Des solutions existent pour atténuer la fréquence des embouteillages puisqu’on ne pourra les supprimer de notre quotidien.

A court terme, il faille dégager dans les règles tous les abords de route afin de libérer les espaces occupés par tous les occupants illégaux qui gênent la circulation. Pas ces actions de feu de paille que chaque nouveau DG de la police et chaque nouveau gouverneur de Conakry met en place lorsqu’ils veulent puiser dans les caisses de l’Etat. Mais des actions pérennes.

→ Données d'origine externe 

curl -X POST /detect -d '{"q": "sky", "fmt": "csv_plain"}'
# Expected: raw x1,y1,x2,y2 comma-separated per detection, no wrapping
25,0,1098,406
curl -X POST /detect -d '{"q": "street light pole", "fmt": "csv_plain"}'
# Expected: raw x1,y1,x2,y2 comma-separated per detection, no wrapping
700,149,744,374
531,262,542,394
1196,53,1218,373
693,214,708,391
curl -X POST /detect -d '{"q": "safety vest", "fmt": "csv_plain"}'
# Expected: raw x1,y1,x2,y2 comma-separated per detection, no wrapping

A moyen terme, trouver des voies de dégagement et de raccourcis pour décongestionner les grandes voies. A cet effet, les points de convergence des voies comme Ratoma cyber, Kakimbo et Taouyah peuvent être fluidifiés par l’ouverture de la petite qui relie Ratoma à IPS de Kipé via le petit marigot de Kakimbo. Le bitumage de cette bretelle et la réalisation d’un pont sur ce ruisseau pourra grandement désengorger la voirie Kipé-Taouyah.

Il en est de même pour Nongo-Kobaya via Lambanyi. Au lieu de tourner vers carrefour ambiance pour rallier Lambanyi, le ministère des TP peut continuer la voirie de Kiroty vers Yembeya pour sortir sur ISSEG. Cela permettra d’éviter la station TMI, le centre commercial et le grand carrefour, tous à Lambanyi.

Il en est de même pour tous les autres axes.

A long terme, aménager le plateau directionnel de Koloma pour accueillir les bureaux de l’administration publique tout en investissant dans les transports publics.

Il faille également penser à créer une nouvelle capitale au centre du pays.